Y ahí está el núcleo político del episodio. Zdero no respondió a la crítica concreta sobre rutas, peajes, infraestructura y posición de la provincia frente a una decisión nacional. Desvió la discusión hacia un terreno más cómodo para la confrontación partidaria: la denuncia genérica, el golpe verbal y la referencia a causas judiciales. Es una salida discursiva eficaz para ordenar a los propios y alimentar la polarización, pero pobre para la discusión pública. En vez de explicar, acusa. En vez de responder, corre el eje. En vez de entrar al problema real, lo reemplaza por un enfrentamiento de baja calidad que produce ruido, pero no información.
La cobertura mediática y el riesgo de convertir todo en una pelea
Buena parte de la cobertura de este cruce también quedó atrapada en esa lógica. Varios medios presentaron estos episodios como un combate entre dirigentes, con foco en quién golpeó más fuerte, quién humilló a quién o quién se quedó con la última palabra. Ese encuadre puede funcionar para atraer atención rápida, pero empobrece el tema de fondo.
Cuando la cobertura se concentra casi por completo en el cruce verbal, termina haciendo dos cosas al mismo tiempo. Por un lado, amplifica la estrategia del oficialismo de desviar la discusión hacia el agravio. Por otro, deja en segundo plano la pregunta importante: qué va a pasar con las rutas nacionales del Chaco, qué gestión concreta está haciendo la provincia y qué impacto tendrá eso sobre el transporte, la producción y la vida cotidiana.

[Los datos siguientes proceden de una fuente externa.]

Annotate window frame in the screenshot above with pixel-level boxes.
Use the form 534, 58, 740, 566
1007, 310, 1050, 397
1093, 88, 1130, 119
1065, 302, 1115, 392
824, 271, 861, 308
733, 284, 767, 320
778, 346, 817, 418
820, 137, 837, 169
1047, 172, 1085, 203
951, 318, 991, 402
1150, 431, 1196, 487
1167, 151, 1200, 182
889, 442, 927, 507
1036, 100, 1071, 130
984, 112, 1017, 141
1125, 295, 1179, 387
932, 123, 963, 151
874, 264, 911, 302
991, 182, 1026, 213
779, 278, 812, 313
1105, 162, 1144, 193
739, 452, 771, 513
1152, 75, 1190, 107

El problema, entonces, no es solo de tono. Es de calidad informativa. Si la noticia queda reducida a una pelea entre Zdero y Capitanich, el lector recibe un resumen del conflicto político, pero no una explicación suficiente del conflicto real. Sabe que hubo un cruce, pero no necesariamente entiende qué se discutía antes de que empezaran los insultos. Y eso favorece al que busca precisamente eso: tapar una crítica concreta con una confrontación más espectacular y más vacía.
En ese punto, parte del sistema de medios se convierte en una caja de resonancia de la estrategia de distracción oficialista. Porque si la respuesta de Zdero evita el tema de fondo y los medios acompañan ese desplazamiento poniendo la pelea en el centro, el resultado es una conversación pública degradada. Se habla más de estilos, chicanas y apodos que de infraestructura, deuda, financiamiento y decisiones de gobierno.
Capitanich puso sobre la mesa una crítica puntual sobre rutas, puentes e infraestructura. Zdero eligió no contestar sobre eso y reemplazó el debate por una escalada verbal. Y varios medios, en lugar de ordenar el tema y devolverlo a su eje, terminaron privilegiando la escena del choque. Así, una discusión importante para la provincia volvió a quedar reducida a un espectáculo político bastante ruidoso y bastante poco útil.